The following spring even the energetic Burgoyne found it hard to keep pace with death's demands.

I saw five of the Gordons and they were smelling most unpleasantly. Got the subaltern of [position] H3 to bury two of them. On the parapet of H2 noticed the left leg, from the top of the hip to the foot, of a Frenchman. It was covered in a bit of red trouser … Had that buried too. In a Jack Johnson hole full of water within 30 yards of my trench, and on the road, I noticed a body, the face above water, of a bearded German. He had been there for months. Could do nothing but fill in the hole with stones and rocks.
109

Men felt a strong obligation to bury comrades if it was at all possible. Private Stuart Dolden was moving up towards Vermelles with the London Scottish in September 1915 when ‘Walker, my own particular chum' was shot through the chest. They dressed his wound at the next halt, but there they had to leave him. The following day Dolden went back with another man:

in an attempt to find the body of our pal Johnny Walker … He lay there looking perfectly peaceful. In life Johnny had been a good looking boy with a bright expression and a merry twinkle in his eye, and even in death he looked serene.
110

Private Roy Ashford of 2/16th London went into the line on the Somme in September 1916, and during his first tour of duty his friend Private Hearn was killed outright by a shell, blown backwards into the trench as he stood on the firestep on sentry duty.

First I went through his pockets and put his treasures into his gas helmet satchel, to be returned to his relatives. Then … we heaved the body over the parados. I decided the best case would be to scrape at the nearest shell hole, which I did with a spade the Germans had left behind … As reverently as possible we laid the body in the bottom and scraped the earth over it … I stuck his bayonet at the head of the grave and hung his steel helmet thereon … Then, having done our best for our lost pal, we crawled back into the trench.
111

Ashford immediately wrote a letter of condolence to Hearn's brother, a company sergeant major in another battalion.

The worst of improvised burials close to the front line was the near-certainty that the body would be disinterred by shellfire. The pre-war army had expected great things from cyclists, acting as bicycle-borne infantry in mobile war. In the event, while cyclists did indeed prove useful as orderlies and message-carriers, most bicycle units sent to the Western Front finished up acting as infantry. Private Jimmy Smith of the Northern Cyclist Battalion buried his best friend Ernie Gays.

I took him by the ankles, the other two took him by the arms, and we laid him in and covered him up. I remember feeling a bit upset, for the grave was only about four feet deep. I knew he probably wouldn't be there for very long, because of the shell-fire.
112

Frank Dunham, a stretcher-bearer, was in the line near Ypres in December 1916 when he was called to a man so badly hurt as to be beyond human aid. The man's ‘inarticulate sounds … turned to groans' which so upset his comrades that they waited some way along the trench until he had died.
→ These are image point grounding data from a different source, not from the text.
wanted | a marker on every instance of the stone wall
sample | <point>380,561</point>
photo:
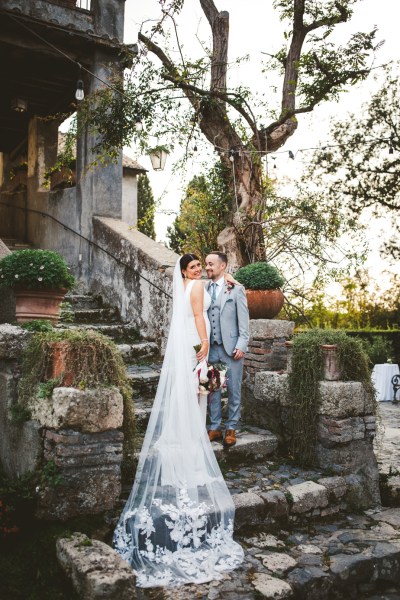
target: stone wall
<point>142,291</point>
<point>7,299</point>
<point>345,416</point>
<point>73,440</point>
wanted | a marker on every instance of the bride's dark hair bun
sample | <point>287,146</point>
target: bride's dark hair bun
<point>186,259</point>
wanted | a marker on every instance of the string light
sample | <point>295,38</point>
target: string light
<point>79,94</point>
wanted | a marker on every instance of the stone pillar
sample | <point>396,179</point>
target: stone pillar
<point>346,429</point>
<point>345,422</point>
<point>267,350</point>
<point>83,446</point>
<point>267,355</point>
<point>20,443</point>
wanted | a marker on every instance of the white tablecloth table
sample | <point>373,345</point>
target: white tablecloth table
<point>382,380</point>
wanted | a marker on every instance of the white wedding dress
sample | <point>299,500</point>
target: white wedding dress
<point>177,524</point>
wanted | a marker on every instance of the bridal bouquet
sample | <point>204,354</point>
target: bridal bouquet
<point>211,377</point>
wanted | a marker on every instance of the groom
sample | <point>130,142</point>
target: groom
<point>229,319</point>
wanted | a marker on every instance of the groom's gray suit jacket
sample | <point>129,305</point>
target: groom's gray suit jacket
<point>233,323</point>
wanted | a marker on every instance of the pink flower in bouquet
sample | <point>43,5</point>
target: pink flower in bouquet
<point>211,377</point>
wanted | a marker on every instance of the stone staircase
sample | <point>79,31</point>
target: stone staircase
<point>143,363</point>
<point>300,534</point>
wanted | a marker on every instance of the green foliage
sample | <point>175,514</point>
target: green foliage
<point>15,494</point>
<point>379,350</point>
<point>35,269</point>
<point>45,388</point>
<point>19,414</point>
<point>38,325</point>
<point>358,170</point>
<point>145,207</point>
<point>260,276</point>
<point>304,383</point>
<point>67,155</point>
<point>203,214</point>
<point>94,361</point>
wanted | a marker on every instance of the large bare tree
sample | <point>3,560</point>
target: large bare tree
<point>312,69</point>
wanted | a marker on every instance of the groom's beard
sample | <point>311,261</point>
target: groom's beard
<point>214,277</point>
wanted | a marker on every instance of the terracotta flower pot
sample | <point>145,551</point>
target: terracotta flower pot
<point>264,304</point>
<point>332,371</point>
<point>289,349</point>
<point>38,304</point>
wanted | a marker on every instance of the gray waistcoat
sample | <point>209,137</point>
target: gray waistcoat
<point>214,315</point>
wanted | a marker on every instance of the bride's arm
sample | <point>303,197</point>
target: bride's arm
<point>197,300</point>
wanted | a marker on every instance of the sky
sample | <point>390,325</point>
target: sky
<point>255,28</point>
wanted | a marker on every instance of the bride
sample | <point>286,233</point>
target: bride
<point>177,524</point>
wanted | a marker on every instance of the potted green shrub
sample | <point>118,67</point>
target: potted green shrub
<point>40,279</point>
<point>262,282</point>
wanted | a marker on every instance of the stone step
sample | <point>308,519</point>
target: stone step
<point>84,301</point>
<point>144,379</point>
<point>104,315</point>
<point>118,332</point>
<point>250,445</point>
<point>139,351</point>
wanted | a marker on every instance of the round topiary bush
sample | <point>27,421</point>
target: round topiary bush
<point>35,270</point>
<point>260,276</point>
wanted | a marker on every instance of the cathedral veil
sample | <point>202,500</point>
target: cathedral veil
<point>177,524</point>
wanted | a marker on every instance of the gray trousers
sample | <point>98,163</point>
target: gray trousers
<point>234,383</point>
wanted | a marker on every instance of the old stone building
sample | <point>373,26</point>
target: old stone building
<point>48,50</point>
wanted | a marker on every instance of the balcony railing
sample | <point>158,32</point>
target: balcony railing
<point>83,4</point>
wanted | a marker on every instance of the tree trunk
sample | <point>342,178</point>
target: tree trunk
<point>243,239</point>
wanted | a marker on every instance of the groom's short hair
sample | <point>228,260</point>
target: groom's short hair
<point>221,255</point>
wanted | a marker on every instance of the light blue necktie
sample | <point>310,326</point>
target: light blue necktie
<point>214,292</point>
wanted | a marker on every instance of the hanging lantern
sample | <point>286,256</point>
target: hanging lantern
<point>158,157</point>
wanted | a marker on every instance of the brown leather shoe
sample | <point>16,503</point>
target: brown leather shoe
<point>230,437</point>
<point>214,435</point>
The body was then covered with a groundsheet, but had to be kept in the trench until it could be moved under cover of darkness.
113

Bodies moved out of the line were often taken back in the same General Service wagons which had brought rations forward, and buried in civilian cemeteries or, as the weight of casualties grew, in new military graveyards. These were sometimes within artillery range of the front, so burials had to take place at night. The dead were usually shrouded in a blanket or sewn into hessian, although Captain Billy Congreve, a young staff officer (who would himself live only a further two years), had a rough coffin made for his divisional commander, Major General Hubert Hamilton, killed in October 1914.